The government is planning to increase the foreign direct investment (FDI) limit in public sector banks to 49 percent from the existing 20 percent with a view to attract more overseas investors.
The announcement could be made in Budget 2016-2017, PTI reported.
The government had raised the FDI limit for foreign banks to 74 percent from 49 percent last year, along with full fungibility between FIIs, FPIs and QFIs, subject to the overall cap of 74 percent, and that there won't be any change or control or management in the bank concerned.
The report comes at a time when public sector banks (PSBs) are reporting huge losses, even as the government has a Rs 70,000 crore capital infusion programme for PSBs in tranches spread over four years starting FY2016.
The programme envisages Rs 25,000 crore to be infused this fiscal and an equal amount in FY2017, followed by Rs 10,000 crore each in the next two financial years.
State-owned banks are sitting on a huge amount of stressed loan on their books, forcing them in turn to write off Rs 1.14 lakh crore in bad debt between FY 2012-2015 and eroding their profitability and ability to lend.

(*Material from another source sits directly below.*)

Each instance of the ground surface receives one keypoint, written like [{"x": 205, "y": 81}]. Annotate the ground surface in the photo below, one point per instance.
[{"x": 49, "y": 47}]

The provisioning for bad loans has gone up sharply in the current quarter, in view of the Reserve Bank of India's Asset Quality Review to clean up banks' balance sheets by March 2017.
The quarter ended December 2015 was especially bad, with eight PSBs reporting cumulative losses exceeding Rs 10,000 crore.
India's second-largest lender Bank of Baroda reported a net loss of Rs 3,342 crore in the third quarter ended December 2015, the highest-ever quarterly loss by an Indian bank. In the corresponding period last fiscal, it had reported net profit of Rs 334 crore.